Le matin du jour fatal, le jour de leur mort, les taureaux se promènent dans le corral
de l'arène, leur dernière demeure, d'un pas qui dénote l'inquiétude. Ce n'est pas qu'ils
pressentent leur fin proche, mais d'étranges personnages regardent par les burladeros
en glissant un oeil et se penchent aux rampes qui surmontent les hauteurs des corrales.

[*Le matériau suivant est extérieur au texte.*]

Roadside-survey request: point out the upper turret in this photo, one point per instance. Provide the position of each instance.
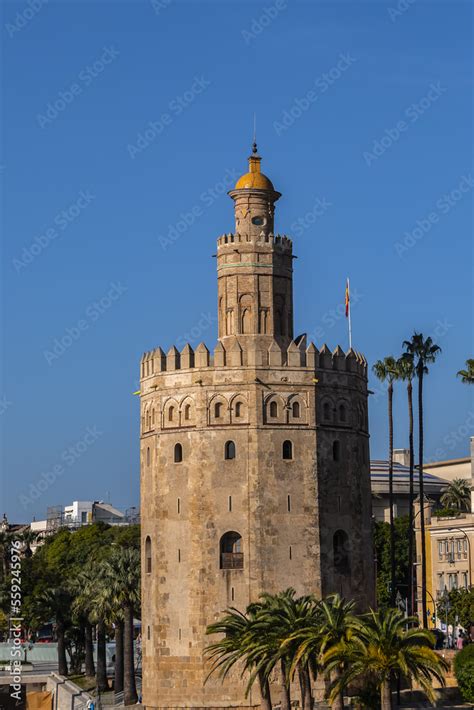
(254, 197)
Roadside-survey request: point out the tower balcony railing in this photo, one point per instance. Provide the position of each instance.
(232, 560)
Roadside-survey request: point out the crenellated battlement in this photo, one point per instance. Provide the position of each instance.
(240, 354)
(277, 239)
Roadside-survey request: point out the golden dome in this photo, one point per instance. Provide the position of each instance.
(254, 178)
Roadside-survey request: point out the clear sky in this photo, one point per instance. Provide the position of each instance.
(124, 125)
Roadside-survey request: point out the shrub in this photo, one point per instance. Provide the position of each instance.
(464, 671)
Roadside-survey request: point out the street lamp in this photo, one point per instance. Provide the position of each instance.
(468, 551)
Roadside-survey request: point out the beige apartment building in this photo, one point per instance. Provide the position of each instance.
(449, 541)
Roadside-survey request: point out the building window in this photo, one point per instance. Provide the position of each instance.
(178, 453)
(287, 450)
(341, 552)
(231, 555)
(148, 555)
(229, 450)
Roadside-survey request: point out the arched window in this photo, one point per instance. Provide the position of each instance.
(229, 450)
(246, 320)
(148, 555)
(287, 450)
(231, 555)
(178, 453)
(341, 552)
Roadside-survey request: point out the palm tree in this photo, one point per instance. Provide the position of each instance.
(467, 375)
(280, 617)
(235, 647)
(407, 373)
(55, 602)
(457, 495)
(386, 371)
(84, 588)
(333, 620)
(421, 352)
(380, 648)
(122, 575)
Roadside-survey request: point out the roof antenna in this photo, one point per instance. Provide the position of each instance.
(254, 146)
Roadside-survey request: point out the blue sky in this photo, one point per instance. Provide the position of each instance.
(125, 120)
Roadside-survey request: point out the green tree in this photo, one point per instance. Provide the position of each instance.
(386, 370)
(382, 551)
(406, 373)
(457, 496)
(235, 647)
(467, 375)
(380, 648)
(460, 607)
(122, 575)
(421, 352)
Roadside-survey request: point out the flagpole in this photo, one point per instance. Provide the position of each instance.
(349, 315)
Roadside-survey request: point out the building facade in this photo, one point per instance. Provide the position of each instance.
(449, 547)
(254, 464)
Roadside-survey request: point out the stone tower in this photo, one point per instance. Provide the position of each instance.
(254, 464)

Ce sont les membres des cuadrillas qui viennent participer au tirage au sort qui
décidera de l'ordre dans lequel les taureaux seront combattus, les fondés de pouvoir
des matadors qui vont toréer, les représentants de l'autorité et de la direction des
arènes, les vétérinaires et enfin les curieux attirés par l'apartado et l'opération qui se
réalise pour enfermer les taureaux dans le toril d'où ils sortiront vers le ruedo. Dans
cette opération, interviennent bien évidemment les cabestros traîtres inconscients du
drame des taureaux. Parfois l'apartado se passe sans difficulté majeure, mais en
quelques occasions les choses se compliquent parce que la nervosité des taureaux
s'envenime et sème la confusion; ils n'obéissent plus aux rusés cabestros ni au non
moins astucieux maître bouvier et refusent d'entrer dans le labyrinthe des portes qui
s'ouvrent et qui se ferment; ces portes qui lors des dernières heures de vie des
taureaux sont comme un clin d'oeil que la mort leur adresse. Il est des taureaux - en
général pas toujours les plus braves plus tard dans le ruedo - dont on dirait qu'ils
devinent la perversité des portes et qui se voyant prisonnier dans une étroite cellule,
antichambre du toril, les attaquent avec la furie du puissant qui se voit trompé. Voir
éclater cette rage est saisissant, surtout quand elle n'est pas que momentanée, mais
qu'elle se renouvelle après de brefs instants de calme apparent. Le taureau ébrèche ses
cornes contre le bois d'où sautent des éclats. En certaines occasions la charge du
furieux et infortuné animal sort la porte de ses gonds. D'autres taureaux ne se laissent
pas leurrer par la ruse. La porte s'ouvre. Le taureau ne se précipite pas vers cette
apparente liberté. Il reste immobile. Il contemple méfiant l'espace qu'on lui a grand
ouvert et ne mord pas au fourbe appât. Il recule. Tourne en rond. Il s'approche du
seuil, et à peine l'a-t-il foulé qu'il recule comme qui résiste à une tentation. Ces
taureaux là, tant les furieux que les passifs, sont-ils plus intelligents que les dociles qui
se laissent duper ? C'est du moins l'impression qu'ils produisent et ce sont ceux qui me
sont toujours les plus sympathiques, et bien entendu, ce sont ceux qui donnent quelque
intérêt à l'apartado, intérêt qui disparaît lorsque le transfert des taureaux depuis les
corrales jusqu'au toril se déroule sans aucun incident. Les taureaux, peu après midi,
restent enfermés dans d'obscurs cachots. Quand leur porte s'ouvrira, ils se
retrouveront face à la relative étendue du ruedo. Le moment capital de leur vie est
arrivé et c'est le moment de leur mort. Il leur reste vingt minutes d'existence. Pendant
ce laps de temps ils doivent lutter, pas pour défendre leur vie perdue d'ores et déjà,
mais pour glorifier leur mort destin du sang brave. Certains vendent chèrement leur
peau, d'autres périssent de façon vulgaire et sans gloire.